Many participants were residents near the institute or students at the College of the National Rehabilitation Center for Persons with Disabilities. Participants were recruited under the following conditions: (1) diagnosis: (a) diagnosed with (or suspected to have) a developmental disorder (ADHD, ASD) and self-reported experience of auditory hypersensitivity in daily life (DD group) or (b) no diagnosis of a developmental disorder (TD group); (2) independence and consent: able to live independently and capable of providing informed consent; (3) age range: between 20 and 64 years.
This study was approved by the Ethics Committee of the National Rehabilitation Center for Persons with Disabilities (approval number: 2023-094).
The experimental program was developed using Swift 5 on Xcode and installed on an iPad (9th generation, iPad OS 15.6). AudioKit1, an open-source audio framework for Swift, was used to implement audio playback and filtering. Audio stimuli were presented to participants using Bluetooth headphones (Logicool, Zone Vibe 100). All experimental procedures, except for explanations and informed consent, were conducted in a soundproof room.

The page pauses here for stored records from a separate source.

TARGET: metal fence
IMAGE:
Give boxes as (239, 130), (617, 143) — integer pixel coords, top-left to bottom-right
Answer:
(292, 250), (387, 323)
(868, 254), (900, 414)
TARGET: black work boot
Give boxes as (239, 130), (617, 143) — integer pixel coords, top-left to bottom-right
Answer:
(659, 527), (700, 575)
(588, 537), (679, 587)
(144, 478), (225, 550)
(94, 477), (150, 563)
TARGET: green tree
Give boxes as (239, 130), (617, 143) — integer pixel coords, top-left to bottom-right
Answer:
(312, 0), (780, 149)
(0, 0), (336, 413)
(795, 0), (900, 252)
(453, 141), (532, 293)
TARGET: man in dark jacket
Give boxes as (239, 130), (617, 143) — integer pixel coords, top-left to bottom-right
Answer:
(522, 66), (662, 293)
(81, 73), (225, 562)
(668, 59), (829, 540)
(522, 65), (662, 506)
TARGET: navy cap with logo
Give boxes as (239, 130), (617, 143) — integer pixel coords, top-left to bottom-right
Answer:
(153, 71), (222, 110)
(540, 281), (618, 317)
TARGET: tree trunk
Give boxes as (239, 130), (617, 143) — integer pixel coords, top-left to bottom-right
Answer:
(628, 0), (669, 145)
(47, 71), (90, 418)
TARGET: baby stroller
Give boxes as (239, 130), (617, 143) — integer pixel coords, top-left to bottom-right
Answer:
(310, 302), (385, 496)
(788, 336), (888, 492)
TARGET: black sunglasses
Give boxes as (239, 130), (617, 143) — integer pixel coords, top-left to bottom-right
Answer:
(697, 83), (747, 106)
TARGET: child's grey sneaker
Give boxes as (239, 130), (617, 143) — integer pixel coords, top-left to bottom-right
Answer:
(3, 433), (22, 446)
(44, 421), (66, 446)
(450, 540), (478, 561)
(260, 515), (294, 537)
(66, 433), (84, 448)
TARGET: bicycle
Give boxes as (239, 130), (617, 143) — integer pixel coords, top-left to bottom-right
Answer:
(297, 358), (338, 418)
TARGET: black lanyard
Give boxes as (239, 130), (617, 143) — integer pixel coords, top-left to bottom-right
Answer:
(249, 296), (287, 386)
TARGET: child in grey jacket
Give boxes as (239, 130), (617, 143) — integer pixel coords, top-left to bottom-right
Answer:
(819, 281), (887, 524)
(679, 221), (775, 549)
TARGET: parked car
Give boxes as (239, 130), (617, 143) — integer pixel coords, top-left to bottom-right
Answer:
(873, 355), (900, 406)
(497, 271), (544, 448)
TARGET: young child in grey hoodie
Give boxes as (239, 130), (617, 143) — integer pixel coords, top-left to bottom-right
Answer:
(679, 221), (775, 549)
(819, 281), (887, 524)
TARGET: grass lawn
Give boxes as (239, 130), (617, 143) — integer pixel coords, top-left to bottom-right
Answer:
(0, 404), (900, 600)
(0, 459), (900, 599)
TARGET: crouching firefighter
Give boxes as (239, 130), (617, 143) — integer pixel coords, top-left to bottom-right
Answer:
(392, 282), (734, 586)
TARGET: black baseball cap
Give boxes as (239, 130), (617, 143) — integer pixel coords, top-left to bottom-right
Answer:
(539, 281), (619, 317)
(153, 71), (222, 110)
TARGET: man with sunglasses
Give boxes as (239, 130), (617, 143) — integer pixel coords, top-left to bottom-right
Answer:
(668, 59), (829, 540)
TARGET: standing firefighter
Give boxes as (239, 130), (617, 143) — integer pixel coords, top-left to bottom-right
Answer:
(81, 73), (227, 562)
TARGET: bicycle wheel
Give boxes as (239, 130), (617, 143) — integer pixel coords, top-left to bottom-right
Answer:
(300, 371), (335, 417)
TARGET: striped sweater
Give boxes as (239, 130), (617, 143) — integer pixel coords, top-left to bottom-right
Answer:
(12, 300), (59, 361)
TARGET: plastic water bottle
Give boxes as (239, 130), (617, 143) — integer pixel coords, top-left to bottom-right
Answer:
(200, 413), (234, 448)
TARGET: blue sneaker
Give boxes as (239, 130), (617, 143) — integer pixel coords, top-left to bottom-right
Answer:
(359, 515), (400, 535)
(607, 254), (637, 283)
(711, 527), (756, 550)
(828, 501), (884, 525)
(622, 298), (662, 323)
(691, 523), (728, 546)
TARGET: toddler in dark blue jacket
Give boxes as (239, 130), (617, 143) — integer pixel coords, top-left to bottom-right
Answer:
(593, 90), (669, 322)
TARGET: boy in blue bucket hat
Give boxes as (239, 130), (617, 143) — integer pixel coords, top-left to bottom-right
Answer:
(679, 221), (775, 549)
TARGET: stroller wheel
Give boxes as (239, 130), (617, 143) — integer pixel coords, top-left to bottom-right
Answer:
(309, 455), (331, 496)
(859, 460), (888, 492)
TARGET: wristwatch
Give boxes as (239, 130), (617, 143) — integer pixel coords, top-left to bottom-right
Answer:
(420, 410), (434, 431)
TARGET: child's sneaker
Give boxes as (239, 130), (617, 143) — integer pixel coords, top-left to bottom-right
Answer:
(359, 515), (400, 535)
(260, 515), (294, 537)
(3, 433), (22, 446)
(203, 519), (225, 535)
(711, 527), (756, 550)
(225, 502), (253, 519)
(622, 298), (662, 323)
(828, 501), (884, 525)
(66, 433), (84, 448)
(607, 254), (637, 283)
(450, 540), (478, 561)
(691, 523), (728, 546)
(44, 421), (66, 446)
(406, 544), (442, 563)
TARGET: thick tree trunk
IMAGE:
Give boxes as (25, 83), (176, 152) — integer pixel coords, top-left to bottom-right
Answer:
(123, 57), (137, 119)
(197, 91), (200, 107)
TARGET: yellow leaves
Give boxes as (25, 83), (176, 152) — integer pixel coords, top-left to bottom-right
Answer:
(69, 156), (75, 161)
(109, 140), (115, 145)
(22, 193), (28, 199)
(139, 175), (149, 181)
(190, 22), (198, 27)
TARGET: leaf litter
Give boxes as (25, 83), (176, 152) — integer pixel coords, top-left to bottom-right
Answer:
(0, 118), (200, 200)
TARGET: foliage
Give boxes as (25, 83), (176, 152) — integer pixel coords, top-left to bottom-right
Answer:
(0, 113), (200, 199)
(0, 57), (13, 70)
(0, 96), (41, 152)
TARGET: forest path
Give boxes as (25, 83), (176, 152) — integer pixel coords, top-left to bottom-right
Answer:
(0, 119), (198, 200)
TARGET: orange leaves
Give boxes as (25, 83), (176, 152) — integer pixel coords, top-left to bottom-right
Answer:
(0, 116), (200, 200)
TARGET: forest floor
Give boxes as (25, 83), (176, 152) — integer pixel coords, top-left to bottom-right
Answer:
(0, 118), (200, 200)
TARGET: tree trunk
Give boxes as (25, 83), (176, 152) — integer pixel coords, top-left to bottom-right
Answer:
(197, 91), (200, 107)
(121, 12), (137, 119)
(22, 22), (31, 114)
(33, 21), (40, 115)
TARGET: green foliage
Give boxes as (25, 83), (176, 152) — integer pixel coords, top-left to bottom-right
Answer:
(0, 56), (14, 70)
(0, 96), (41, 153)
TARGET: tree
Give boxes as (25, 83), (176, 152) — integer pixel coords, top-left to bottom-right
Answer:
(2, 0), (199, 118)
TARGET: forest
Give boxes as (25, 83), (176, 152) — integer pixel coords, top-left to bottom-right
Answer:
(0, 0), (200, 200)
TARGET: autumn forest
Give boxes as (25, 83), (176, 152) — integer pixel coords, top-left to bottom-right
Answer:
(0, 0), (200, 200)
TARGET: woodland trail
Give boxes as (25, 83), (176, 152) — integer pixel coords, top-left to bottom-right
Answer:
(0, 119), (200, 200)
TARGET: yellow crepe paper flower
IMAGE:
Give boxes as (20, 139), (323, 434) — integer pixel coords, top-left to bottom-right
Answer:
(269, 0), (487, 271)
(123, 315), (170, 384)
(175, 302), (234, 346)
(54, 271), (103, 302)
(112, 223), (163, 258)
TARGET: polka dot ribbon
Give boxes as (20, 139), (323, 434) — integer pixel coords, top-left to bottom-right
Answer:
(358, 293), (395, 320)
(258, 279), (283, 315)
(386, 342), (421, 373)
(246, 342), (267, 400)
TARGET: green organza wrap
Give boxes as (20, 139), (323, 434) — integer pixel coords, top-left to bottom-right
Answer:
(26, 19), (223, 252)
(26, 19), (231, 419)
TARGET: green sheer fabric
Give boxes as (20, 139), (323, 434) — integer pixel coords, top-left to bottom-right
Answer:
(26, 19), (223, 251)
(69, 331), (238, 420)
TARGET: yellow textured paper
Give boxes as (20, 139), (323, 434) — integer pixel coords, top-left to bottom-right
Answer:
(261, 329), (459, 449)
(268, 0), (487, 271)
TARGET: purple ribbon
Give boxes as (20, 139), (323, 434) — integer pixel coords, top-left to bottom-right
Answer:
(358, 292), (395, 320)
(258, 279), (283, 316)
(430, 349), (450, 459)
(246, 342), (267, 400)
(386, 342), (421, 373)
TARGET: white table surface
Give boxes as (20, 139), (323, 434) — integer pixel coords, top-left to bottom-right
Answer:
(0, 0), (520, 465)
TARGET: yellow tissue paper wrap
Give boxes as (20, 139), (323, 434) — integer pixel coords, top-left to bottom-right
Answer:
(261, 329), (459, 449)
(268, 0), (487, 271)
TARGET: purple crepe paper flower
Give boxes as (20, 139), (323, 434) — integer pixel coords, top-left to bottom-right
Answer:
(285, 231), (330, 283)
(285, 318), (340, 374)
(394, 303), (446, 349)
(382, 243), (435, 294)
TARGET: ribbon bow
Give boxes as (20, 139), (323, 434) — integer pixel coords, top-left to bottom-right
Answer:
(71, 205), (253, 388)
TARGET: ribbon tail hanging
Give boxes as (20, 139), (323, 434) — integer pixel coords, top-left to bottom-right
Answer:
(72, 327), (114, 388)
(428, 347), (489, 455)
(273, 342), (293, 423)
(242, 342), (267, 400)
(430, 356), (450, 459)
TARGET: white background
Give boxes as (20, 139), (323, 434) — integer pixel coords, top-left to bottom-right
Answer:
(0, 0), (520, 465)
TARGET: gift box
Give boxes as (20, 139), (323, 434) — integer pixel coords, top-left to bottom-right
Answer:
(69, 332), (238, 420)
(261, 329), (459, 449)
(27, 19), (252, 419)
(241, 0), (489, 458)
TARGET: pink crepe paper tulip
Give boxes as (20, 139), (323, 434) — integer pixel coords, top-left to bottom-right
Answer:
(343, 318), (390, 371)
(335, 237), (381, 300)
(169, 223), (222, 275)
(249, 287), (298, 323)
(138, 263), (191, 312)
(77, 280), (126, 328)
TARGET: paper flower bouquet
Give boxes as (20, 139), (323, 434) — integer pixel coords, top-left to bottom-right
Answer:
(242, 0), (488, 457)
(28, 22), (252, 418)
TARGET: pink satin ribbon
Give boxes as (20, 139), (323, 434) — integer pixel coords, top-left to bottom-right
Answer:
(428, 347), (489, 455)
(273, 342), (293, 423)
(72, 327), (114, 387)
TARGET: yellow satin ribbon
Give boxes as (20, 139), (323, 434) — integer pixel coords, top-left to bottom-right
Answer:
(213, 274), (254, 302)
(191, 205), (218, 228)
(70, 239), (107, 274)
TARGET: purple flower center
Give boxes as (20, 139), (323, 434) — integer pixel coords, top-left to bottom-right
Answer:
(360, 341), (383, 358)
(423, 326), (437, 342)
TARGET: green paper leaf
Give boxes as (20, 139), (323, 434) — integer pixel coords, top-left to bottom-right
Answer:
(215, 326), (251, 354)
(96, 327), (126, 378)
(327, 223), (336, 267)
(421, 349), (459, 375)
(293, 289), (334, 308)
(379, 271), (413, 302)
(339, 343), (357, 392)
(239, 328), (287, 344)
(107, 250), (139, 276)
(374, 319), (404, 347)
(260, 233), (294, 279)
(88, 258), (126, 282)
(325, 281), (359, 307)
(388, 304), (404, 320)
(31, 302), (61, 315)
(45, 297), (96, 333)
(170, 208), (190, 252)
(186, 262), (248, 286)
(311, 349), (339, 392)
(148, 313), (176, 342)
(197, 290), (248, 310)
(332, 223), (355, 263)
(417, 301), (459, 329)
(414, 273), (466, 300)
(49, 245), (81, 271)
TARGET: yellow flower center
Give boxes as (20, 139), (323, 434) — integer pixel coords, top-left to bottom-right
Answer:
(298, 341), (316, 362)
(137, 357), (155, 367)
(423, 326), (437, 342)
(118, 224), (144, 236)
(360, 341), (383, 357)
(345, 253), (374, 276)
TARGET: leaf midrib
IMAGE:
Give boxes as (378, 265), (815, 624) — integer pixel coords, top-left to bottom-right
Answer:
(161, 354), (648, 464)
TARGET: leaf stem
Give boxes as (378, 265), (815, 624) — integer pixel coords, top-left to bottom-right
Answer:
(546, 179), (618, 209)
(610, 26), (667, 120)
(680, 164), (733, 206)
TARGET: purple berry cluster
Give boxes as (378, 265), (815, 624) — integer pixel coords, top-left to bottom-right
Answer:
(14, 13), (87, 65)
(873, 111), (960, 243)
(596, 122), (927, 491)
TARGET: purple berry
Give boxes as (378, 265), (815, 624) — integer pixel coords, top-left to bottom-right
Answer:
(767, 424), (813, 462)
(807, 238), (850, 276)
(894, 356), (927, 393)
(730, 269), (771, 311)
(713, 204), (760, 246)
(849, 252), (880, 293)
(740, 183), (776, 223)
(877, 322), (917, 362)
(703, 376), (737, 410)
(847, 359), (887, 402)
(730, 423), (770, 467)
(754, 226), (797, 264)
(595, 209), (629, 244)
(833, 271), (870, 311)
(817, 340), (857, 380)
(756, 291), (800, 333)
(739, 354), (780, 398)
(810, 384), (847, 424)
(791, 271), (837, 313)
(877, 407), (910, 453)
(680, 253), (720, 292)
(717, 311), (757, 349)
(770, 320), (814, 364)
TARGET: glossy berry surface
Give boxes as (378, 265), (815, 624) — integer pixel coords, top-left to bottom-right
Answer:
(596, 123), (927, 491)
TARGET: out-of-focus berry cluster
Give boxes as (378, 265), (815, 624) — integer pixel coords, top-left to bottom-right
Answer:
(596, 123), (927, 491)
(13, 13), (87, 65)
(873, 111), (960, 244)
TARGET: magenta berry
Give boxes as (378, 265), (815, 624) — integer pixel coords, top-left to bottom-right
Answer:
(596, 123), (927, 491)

The audio stimuli used in the experiment are (1) available for free under the Pixabay license from Pixabay2 (45 out of 62 audio files) and (2) were collected using an iPhone XR microphone (17 out of 62 audio files). Each audio file was sampled at 44,100 Hz, and the duration of each file was adjusted to 20 seconds. If the original file exceeded 20 seconds, it was trimmed at that length. If it was shorter, it was looped until it exceeded 20 seconds, after which it was trimmed to the required duration. Each audio stimulus was paired with a corresponding photo, collected from the following sources: (1) Pixabay (43 out of 62 photos), (2) CC0 (Creative Commons 0) license (1 out of 62 photos), and (3) an iPhone XR camera (18 out of 62 photos). One of the stimulus pairs consisted of an audio file from Pixabay combined with a photo taken by the researchers. A total of 62 audio-visual stimulus pairs were used. Each pair was categorized into four types:
a. Training set (30 pairs): used for collecting data to train the model.
b. Training reserve (10 pairs): used when a participant was unfamiliar with an audio stimulus in (a), allowing for an alternative selection.
c. Test set (12 pairs): used for model evaluation; these data were excluded from the training dataset.
d. Test reserve (10 pairs): used when a participant was unfamiliar with an audio stimulus in (c), allowing for an alternative selection.
To ensure comprehensive coverage of auditory sensitivities, stimuli were selected based on characteristics known to induce stress in individuals with auditory sensitivity (19). The selected stimuli exhibited at least one of the following characteristics: “Sudden sounds,” “Steady noise that interferes with selective hearing,” “Environment with multiple sounds,” or “Strong sound.” Additionally, to prevent bias in the training data for the machine learning model, scenes that were unlikely to provoke auditory hypersensitivity were also incorporated into the selection. The determination of specific sound types was guided by existing questionnaire studies (28). Root mean square (RMS) values were calculated for each stimulus using Librosa v0.10.2, a Python package for audio analysis. A comparison of RMS values between category (a) and category (c) above was conducted using the Kolmogorov–Smirnov test via Scipy v1.11.4 (33). The null hypothesis, which proposed that the distributions of the two groups differed significantly, was rejected (p <.005), confirming that the training and test data followed statistically comparable distributions.
The auditory stimuli included in each category are shown in the Supplementary Material (Supplementary Table S1).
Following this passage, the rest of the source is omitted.